The Washington Redskins' top free agent acquisition on offense played tight end at the University of Oklahoma for three seasons before becoming an interior lineman. It has been eight years since that position change, but he hasn't lost the ability to run.
So when the Redskins searched for ways to improve their shoddy offensive line during the post lockout free agency frenzy, Chester was on the list of targets because of how he fits what's required of linemen in Washington's zone blocking scheme.
"It probably suits me a lot better in the long run because you really get to utilize athleticism and get running," Chester said.
Better than the Baltimore Ravens' power attack, that is. After the Ravens drafted him in the second round (56th overall) in 2006, Chester played center and guard for five seasons in a scheme that values strength over speed.

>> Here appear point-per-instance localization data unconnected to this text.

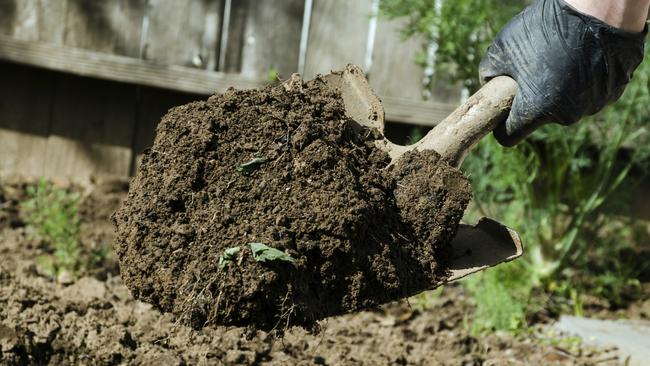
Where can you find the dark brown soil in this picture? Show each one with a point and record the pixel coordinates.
(95, 320)
(361, 234)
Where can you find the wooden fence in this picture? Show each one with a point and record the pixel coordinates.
(85, 81)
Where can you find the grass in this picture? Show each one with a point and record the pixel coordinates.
(51, 213)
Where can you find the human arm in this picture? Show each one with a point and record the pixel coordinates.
(570, 59)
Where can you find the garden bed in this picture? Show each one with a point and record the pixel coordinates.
(93, 319)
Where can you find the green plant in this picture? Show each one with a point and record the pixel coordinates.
(250, 166)
(51, 213)
(264, 253)
(458, 32)
(228, 255)
(553, 188)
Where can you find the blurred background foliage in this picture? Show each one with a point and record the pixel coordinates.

Power wasn't his greatest asset, and it still isn't. That much is clear from the three training camp practices in which Chester has participated with the Redskins. He appears much more comfortable and capable pulling on running plays than squaring off in one-on-one pass protection drills against bigger linemen.
But because Chester (6-3, 315) has never played in an NFL zone system, Shanahan admits that signing him to a five-year, $20 million contract last week is a leap of faith.

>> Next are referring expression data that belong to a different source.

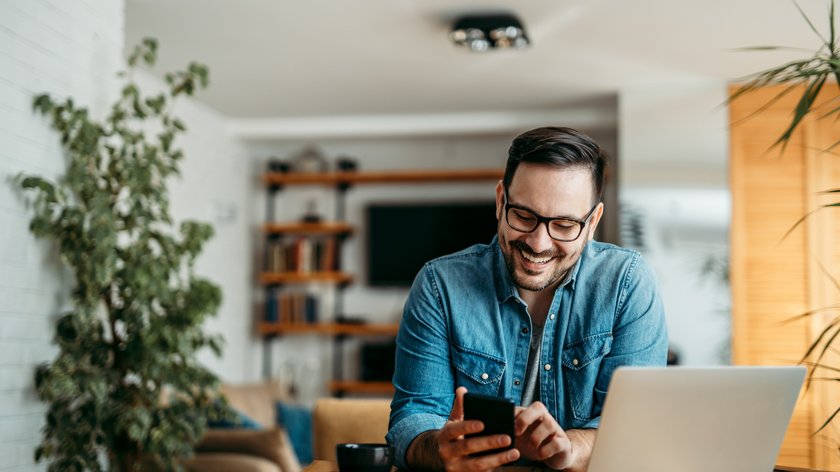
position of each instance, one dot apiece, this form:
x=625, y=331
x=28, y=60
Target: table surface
x=327, y=466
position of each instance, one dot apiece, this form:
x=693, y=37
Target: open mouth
x=536, y=260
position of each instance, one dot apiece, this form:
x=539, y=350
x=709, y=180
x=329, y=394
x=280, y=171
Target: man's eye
x=524, y=216
x=564, y=225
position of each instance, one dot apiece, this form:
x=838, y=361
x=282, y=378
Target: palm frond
x=827, y=422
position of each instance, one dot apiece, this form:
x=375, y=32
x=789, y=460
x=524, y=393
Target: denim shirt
x=464, y=324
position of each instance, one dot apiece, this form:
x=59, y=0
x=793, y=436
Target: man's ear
x=500, y=200
x=595, y=219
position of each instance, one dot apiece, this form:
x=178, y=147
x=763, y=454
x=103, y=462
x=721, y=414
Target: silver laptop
x=685, y=419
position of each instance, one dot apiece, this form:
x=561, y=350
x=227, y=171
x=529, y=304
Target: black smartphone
x=495, y=412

"He ran a 4.75 [-second 40-yard dash] coming out of college, so I loved his speed," Shanahan said. "We had to project him into our scheme."
All parties are optimistic less than two weeks into his Redskins tenure. A major reason is that offensive line coach Chris Foerster held the same position in Baltimore for Chester's first two NFL seasons. He sees a match between what Chester can do and what he'll have to do for the Redskins' offense.

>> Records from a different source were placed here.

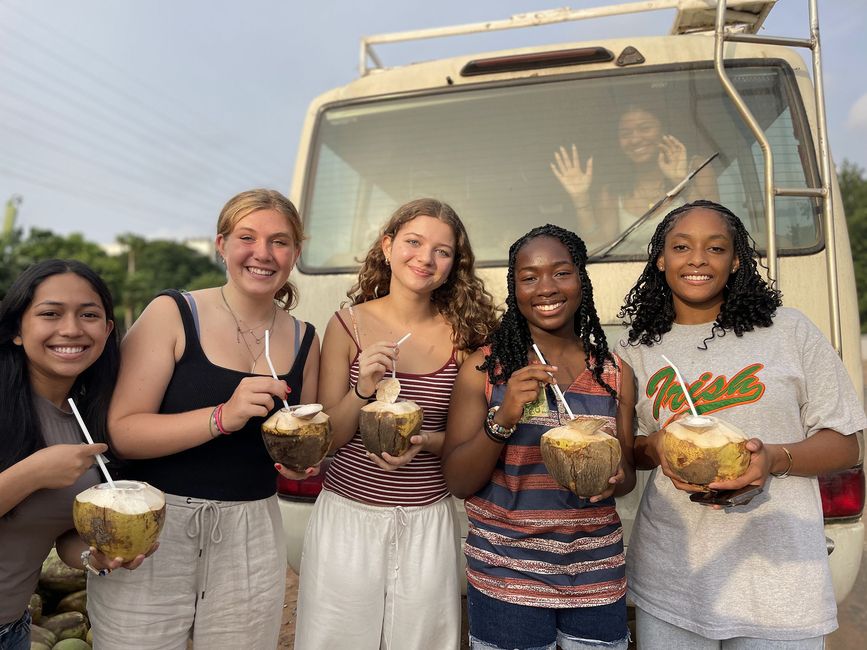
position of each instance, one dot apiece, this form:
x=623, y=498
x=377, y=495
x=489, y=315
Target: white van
x=480, y=132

In Washington's zone scheme, linemen often block by running laterally, while the running back patiently waits for a cutback lane. And as in all NFL schemes, linemen sometimes have to run into the defensive backfield to block linebackers.
"Sometimes a guy who maybe has great footspeed but maybe doesn't have great size can't play in a gap-style offense, although they all need to run," Foerster said. "Guys that have lesser footspeed have trouble in our offense. Chris fits the mold for us as far as his footspeed and quickness for what is needed from the guard position."
Chester, 28, weighed about 220 pounds when he arrived at Oklahoma in 2001 and redshirted. By the time he moved to center in 2004, he was up to 278.
He weighed 303 pounds at the NFL scouting combine before he was drafted. Learning to take advantage of his increased size and his new position on the field was a process that continued with the Ravens.
"He had to learn the position in the league, as all the guys do, but he had to learn even more going forward," Foerster said. "He has become a more veteran player that way. He also was not a very big guy coming out. He is now a lot bigger guy than he was five years ago when he came in the league. He has just grown up as they all do."
So perhaps this is where Chester will finally put it all together. He's in a system that should maximize his talents, and the Redskins need that just as badly as he does.
"Chris' strength is very good now," Foerster said. "He's put weight on and has still maintained a lot of his foot quickness and speed, so I'm excited to work with him again."
Note: The Redskins agreed to terms with defensive lineman Doug Worthington, according to a source with knowledge of the situation. Pittsburgh drafted him in the seventh round in 2010, and he spent time on the Steelers' and Tampa Bay Buccaneers' practice squads.